Puis une figure colossale, surhumaine, impalpable comme l’arc-en-ciel et brillante comme lui, se dressa deux fois plus haute que la montagne d’Alésia, l’enveloppant de son manteau, la protégeant de ses deux bras étendus. Elle avait la chevelure rutilante et la robe blanche de ma mère quand elle descendit, vivante et souriante, dans la tombe de Béborix, et ses grands yeux d’azur semblaient m’appeler. C’était la mère de tous les Gaulois qui empruntait pour moi les traits de ma mère. C’était la patrie se révélant à chacun sous les traits de ce qu’il avait de plus cher parmi les êtres mortels, afin que de chacun elle fait aimée davantage.
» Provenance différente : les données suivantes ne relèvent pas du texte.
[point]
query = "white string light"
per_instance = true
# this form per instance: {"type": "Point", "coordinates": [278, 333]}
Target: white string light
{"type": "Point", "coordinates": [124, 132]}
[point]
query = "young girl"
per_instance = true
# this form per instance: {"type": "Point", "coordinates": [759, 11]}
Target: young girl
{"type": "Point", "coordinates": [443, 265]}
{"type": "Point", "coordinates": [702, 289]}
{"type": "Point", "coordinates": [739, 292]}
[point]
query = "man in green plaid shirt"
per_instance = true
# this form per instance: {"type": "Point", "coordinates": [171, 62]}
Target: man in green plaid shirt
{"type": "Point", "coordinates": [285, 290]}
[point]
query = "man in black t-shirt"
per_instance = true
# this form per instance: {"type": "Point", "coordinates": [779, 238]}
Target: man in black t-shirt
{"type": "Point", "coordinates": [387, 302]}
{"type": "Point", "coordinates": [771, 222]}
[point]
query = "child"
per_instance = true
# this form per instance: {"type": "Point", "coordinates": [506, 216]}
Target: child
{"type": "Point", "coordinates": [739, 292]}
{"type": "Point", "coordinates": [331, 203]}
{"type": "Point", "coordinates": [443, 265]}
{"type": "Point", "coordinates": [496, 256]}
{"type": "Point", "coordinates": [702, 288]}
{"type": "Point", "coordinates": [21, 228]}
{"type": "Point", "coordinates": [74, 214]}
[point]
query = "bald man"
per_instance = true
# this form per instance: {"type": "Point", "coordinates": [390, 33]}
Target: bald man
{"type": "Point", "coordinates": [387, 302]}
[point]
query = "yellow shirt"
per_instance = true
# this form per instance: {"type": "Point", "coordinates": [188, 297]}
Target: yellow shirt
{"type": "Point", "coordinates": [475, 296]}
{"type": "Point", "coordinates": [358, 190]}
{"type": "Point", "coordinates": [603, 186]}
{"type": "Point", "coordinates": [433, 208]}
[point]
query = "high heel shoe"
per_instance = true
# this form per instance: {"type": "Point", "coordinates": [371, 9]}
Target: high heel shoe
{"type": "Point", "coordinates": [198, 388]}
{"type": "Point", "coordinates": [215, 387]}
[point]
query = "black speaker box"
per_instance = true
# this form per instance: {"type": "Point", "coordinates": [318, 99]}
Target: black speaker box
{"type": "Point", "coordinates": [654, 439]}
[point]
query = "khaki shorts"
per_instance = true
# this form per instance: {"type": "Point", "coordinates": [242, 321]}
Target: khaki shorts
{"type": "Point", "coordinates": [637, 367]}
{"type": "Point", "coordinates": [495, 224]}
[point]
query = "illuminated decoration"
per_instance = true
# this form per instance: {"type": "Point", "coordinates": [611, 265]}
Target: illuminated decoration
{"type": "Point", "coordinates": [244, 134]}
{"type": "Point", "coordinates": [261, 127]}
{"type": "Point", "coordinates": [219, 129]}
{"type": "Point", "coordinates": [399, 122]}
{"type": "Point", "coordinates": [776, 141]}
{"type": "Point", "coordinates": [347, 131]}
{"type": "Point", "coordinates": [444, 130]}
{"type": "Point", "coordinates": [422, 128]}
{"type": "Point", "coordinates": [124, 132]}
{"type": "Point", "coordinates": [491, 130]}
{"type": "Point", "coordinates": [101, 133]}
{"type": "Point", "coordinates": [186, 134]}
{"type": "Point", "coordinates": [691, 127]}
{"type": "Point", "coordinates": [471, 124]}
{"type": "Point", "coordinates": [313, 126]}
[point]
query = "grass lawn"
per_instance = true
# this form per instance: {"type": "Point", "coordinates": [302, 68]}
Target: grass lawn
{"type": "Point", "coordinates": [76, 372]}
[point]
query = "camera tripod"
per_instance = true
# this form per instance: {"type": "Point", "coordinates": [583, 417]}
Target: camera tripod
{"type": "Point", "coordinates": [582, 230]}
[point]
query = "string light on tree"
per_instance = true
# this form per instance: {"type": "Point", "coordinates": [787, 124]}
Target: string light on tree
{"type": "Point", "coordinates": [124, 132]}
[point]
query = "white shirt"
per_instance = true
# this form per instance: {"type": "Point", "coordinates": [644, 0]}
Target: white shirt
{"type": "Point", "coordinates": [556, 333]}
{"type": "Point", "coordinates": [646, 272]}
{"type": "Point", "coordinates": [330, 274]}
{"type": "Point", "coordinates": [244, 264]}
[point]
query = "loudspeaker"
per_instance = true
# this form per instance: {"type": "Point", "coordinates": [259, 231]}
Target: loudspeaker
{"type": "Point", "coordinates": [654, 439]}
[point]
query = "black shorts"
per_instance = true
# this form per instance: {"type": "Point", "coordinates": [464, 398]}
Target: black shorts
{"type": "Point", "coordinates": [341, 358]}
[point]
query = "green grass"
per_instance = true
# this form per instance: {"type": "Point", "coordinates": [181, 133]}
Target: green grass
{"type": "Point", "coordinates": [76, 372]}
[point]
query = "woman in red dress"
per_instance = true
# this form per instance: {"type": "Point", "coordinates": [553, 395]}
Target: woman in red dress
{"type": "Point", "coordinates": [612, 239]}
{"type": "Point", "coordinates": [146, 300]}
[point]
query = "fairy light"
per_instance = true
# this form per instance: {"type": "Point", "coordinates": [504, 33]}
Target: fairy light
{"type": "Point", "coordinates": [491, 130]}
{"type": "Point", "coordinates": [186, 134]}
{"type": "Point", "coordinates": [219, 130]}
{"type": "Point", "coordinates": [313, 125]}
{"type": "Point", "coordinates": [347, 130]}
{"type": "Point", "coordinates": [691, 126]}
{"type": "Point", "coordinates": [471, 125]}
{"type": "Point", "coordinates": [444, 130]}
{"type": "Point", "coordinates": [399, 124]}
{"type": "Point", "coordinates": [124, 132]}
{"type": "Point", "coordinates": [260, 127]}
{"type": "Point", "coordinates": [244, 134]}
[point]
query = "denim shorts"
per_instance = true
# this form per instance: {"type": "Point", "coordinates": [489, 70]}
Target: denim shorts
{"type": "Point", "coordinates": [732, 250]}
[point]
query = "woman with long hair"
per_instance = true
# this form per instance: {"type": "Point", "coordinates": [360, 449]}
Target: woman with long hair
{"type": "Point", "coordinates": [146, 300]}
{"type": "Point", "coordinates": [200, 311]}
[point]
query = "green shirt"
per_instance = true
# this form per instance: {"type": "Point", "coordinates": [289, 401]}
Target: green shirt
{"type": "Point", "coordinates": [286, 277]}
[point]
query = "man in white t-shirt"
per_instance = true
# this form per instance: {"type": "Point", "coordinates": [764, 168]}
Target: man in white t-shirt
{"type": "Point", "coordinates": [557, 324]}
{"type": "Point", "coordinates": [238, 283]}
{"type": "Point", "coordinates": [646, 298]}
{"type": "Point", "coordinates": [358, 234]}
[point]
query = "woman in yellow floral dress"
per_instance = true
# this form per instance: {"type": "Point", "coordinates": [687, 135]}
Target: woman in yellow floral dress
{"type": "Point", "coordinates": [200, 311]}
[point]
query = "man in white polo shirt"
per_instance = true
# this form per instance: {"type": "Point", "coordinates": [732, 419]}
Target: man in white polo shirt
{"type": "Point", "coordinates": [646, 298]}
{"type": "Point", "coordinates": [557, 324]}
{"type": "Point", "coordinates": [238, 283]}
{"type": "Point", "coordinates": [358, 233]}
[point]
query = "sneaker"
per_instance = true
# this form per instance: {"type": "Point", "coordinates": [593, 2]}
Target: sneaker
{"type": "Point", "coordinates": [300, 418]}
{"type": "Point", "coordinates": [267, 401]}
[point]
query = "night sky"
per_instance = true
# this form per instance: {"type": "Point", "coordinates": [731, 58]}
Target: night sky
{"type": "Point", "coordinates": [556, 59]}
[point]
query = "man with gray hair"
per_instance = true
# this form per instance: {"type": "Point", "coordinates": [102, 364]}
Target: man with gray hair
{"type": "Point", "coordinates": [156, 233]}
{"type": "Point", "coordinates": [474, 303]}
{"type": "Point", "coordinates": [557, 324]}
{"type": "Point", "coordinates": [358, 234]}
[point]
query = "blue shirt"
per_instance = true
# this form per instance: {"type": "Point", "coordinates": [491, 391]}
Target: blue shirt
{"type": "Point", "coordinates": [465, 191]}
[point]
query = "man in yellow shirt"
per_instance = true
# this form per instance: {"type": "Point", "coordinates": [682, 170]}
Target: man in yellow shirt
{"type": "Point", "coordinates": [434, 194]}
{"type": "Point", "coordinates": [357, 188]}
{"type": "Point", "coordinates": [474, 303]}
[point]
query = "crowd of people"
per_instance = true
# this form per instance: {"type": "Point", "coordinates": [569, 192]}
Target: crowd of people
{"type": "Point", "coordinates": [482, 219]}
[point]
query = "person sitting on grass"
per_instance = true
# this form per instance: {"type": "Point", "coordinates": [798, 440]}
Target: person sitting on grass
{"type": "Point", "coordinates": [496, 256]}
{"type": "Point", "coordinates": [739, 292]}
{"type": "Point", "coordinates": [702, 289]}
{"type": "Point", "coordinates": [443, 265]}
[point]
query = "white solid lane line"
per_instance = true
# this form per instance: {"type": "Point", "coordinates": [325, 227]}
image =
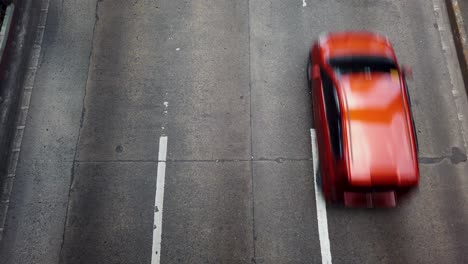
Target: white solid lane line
{"type": "Point", "coordinates": [321, 206]}
{"type": "Point", "coordinates": [158, 202]}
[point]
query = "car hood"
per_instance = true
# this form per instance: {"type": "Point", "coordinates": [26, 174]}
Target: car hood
{"type": "Point", "coordinates": [379, 140]}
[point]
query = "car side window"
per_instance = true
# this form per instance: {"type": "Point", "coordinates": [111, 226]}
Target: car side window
{"type": "Point", "coordinates": [333, 113]}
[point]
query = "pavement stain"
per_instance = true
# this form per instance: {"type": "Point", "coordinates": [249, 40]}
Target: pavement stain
{"type": "Point", "coordinates": [457, 156]}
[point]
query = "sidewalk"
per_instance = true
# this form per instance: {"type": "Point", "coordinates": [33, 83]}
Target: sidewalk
{"type": "Point", "coordinates": [458, 15]}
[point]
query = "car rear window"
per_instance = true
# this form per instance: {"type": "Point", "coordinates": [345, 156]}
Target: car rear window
{"type": "Point", "coordinates": [361, 64]}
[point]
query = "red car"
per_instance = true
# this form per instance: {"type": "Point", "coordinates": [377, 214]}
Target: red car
{"type": "Point", "coordinates": [368, 150]}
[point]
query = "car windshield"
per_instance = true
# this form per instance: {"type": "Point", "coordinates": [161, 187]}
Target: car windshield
{"type": "Point", "coordinates": [361, 64]}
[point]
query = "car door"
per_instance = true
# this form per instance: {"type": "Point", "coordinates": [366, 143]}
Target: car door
{"type": "Point", "coordinates": [321, 127]}
{"type": "Point", "coordinates": [329, 132]}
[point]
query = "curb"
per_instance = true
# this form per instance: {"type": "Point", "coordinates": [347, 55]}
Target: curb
{"type": "Point", "coordinates": [5, 30]}
{"type": "Point", "coordinates": [18, 52]}
{"type": "Point", "coordinates": [459, 37]}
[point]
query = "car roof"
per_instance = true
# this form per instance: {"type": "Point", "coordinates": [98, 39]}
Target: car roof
{"type": "Point", "coordinates": [355, 43]}
{"type": "Point", "coordinates": [380, 145]}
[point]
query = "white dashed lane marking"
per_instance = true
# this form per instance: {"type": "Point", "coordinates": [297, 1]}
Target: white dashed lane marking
{"type": "Point", "coordinates": [159, 200]}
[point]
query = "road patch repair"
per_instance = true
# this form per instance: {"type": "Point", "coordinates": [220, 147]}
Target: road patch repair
{"type": "Point", "coordinates": [457, 10]}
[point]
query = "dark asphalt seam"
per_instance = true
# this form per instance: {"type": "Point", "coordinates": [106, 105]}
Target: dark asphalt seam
{"type": "Point", "coordinates": [277, 160]}
{"type": "Point", "coordinates": [456, 157]}
{"type": "Point", "coordinates": [254, 237]}
{"type": "Point", "coordinates": [83, 111]}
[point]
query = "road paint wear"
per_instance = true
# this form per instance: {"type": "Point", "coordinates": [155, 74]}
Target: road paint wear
{"type": "Point", "coordinates": [321, 206]}
{"type": "Point", "coordinates": [159, 201]}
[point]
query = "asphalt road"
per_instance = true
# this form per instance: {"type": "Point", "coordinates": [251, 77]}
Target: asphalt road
{"type": "Point", "coordinates": [225, 82]}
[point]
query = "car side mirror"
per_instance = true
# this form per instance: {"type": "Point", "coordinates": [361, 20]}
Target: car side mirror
{"type": "Point", "coordinates": [407, 71]}
{"type": "Point", "coordinates": [315, 72]}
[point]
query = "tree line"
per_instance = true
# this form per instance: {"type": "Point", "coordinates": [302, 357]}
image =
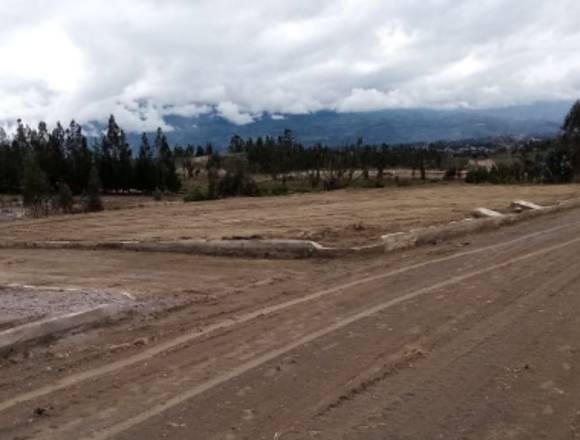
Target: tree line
{"type": "Point", "coordinates": [48, 162]}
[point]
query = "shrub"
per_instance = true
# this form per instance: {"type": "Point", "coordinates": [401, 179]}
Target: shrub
{"type": "Point", "coordinates": [157, 195]}
{"type": "Point", "coordinates": [196, 195]}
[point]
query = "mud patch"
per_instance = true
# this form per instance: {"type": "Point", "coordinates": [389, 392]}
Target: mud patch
{"type": "Point", "coordinates": [20, 304]}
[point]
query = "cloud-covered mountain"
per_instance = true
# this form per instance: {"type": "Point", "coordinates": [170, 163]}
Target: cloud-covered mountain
{"type": "Point", "coordinates": [390, 126]}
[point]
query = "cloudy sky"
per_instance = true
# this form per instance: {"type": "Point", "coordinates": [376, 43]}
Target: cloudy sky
{"type": "Point", "coordinates": [143, 59]}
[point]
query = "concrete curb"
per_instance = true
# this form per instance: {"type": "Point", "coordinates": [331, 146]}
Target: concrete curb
{"type": "Point", "coordinates": [432, 234]}
{"type": "Point", "coordinates": [274, 249]}
{"type": "Point", "coordinates": [38, 330]}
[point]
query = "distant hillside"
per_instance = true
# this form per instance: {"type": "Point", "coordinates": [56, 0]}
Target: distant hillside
{"type": "Point", "coordinates": [390, 126]}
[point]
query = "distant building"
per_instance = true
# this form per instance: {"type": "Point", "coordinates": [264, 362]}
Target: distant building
{"type": "Point", "coordinates": [487, 164]}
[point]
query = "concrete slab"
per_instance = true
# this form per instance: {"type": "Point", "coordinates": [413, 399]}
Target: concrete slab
{"type": "Point", "coordinates": [485, 213]}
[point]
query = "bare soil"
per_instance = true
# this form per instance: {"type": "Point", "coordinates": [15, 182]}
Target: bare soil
{"type": "Point", "coordinates": [344, 217]}
{"type": "Point", "coordinates": [474, 339]}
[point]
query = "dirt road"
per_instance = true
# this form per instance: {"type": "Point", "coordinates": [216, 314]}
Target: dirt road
{"type": "Point", "coordinates": [475, 339]}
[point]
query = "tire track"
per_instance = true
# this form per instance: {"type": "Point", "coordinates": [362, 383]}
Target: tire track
{"type": "Point", "coordinates": [265, 311]}
{"type": "Point", "coordinates": [271, 355]}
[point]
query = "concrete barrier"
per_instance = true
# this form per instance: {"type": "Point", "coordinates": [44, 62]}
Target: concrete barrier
{"type": "Point", "coordinates": [524, 205]}
{"type": "Point", "coordinates": [39, 330]}
{"type": "Point", "coordinates": [485, 213]}
{"type": "Point", "coordinates": [433, 234]}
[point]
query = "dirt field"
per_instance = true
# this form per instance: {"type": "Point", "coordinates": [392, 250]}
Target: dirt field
{"type": "Point", "coordinates": [340, 217]}
{"type": "Point", "coordinates": [474, 339]}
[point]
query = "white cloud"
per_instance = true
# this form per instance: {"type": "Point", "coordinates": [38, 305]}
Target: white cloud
{"type": "Point", "coordinates": [230, 111]}
{"type": "Point", "coordinates": [145, 59]}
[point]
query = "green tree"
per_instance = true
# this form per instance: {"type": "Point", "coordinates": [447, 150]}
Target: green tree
{"type": "Point", "coordinates": [93, 192]}
{"type": "Point", "coordinates": [145, 173]}
{"type": "Point", "coordinates": [65, 200]}
{"type": "Point", "coordinates": [35, 186]}
{"type": "Point", "coordinates": [571, 136]}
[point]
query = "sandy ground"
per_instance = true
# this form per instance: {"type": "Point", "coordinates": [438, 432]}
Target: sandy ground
{"type": "Point", "coordinates": [476, 339]}
{"type": "Point", "coordinates": [335, 218]}
{"type": "Point", "coordinates": [19, 305]}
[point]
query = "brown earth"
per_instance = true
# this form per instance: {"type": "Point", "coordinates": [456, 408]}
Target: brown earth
{"type": "Point", "coordinates": [335, 218]}
{"type": "Point", "coordinates": [472, 339]}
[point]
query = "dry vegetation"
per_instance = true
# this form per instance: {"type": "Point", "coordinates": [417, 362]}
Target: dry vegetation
{"type": "Point", "coordinates": [345, 217]}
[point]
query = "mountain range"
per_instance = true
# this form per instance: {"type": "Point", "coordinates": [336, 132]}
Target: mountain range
{"type": "Point", "coordinates": [389, 126]}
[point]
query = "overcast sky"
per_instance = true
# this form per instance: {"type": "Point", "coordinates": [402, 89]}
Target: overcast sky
{"type": "Point", "coordinates": [142, 59]}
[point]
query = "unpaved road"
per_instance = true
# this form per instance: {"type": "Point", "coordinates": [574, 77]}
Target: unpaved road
{"type": "Point", "coordinates": [475, 339]}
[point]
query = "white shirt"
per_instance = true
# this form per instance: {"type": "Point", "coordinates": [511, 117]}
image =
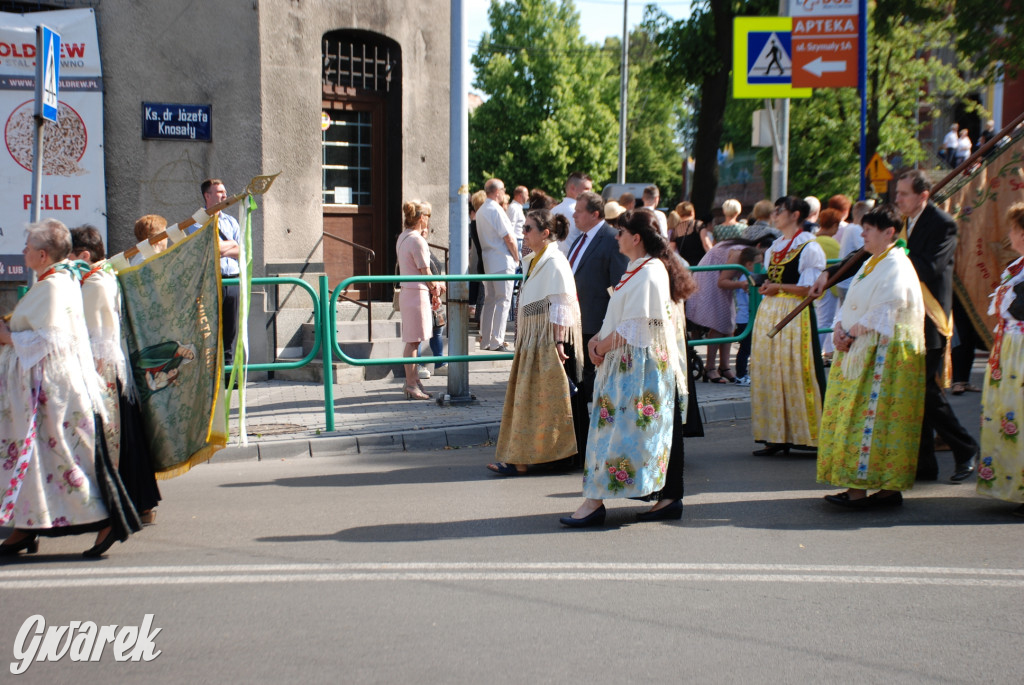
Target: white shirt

J’essuyai mes yeux et je ne vis plus rien. Peut-être de si longs jeûnes, les émotions de la nuit, la marche sous le soleil, avaient-ils troublé mes sens. La montagne d’Alésia se dressait toujours, mais dans un indistinct fourmillement d’hommes et dans une rumeur à peine perceptible pour nous.

Bien plus près de nous, âpre réalité qui nous séparait de notre rêve de délivrance, apparaissait, semblable à des champs fouillés par des myriades de lapins et retournés par des sangliers, la campagne toute bouleversée par les ouvrages romains, les camps sur les hauteurs et les camps dans les bas-fonds, les lignes nettes et crues ; des parapets, les loricæ d’osier et leurs créneaux, les tours altières, les bras levés des machines ; et, stridents, nous arrivaient aux oreilles les coups de clairon et les sonneries d’alarme dans les retranchements italiens.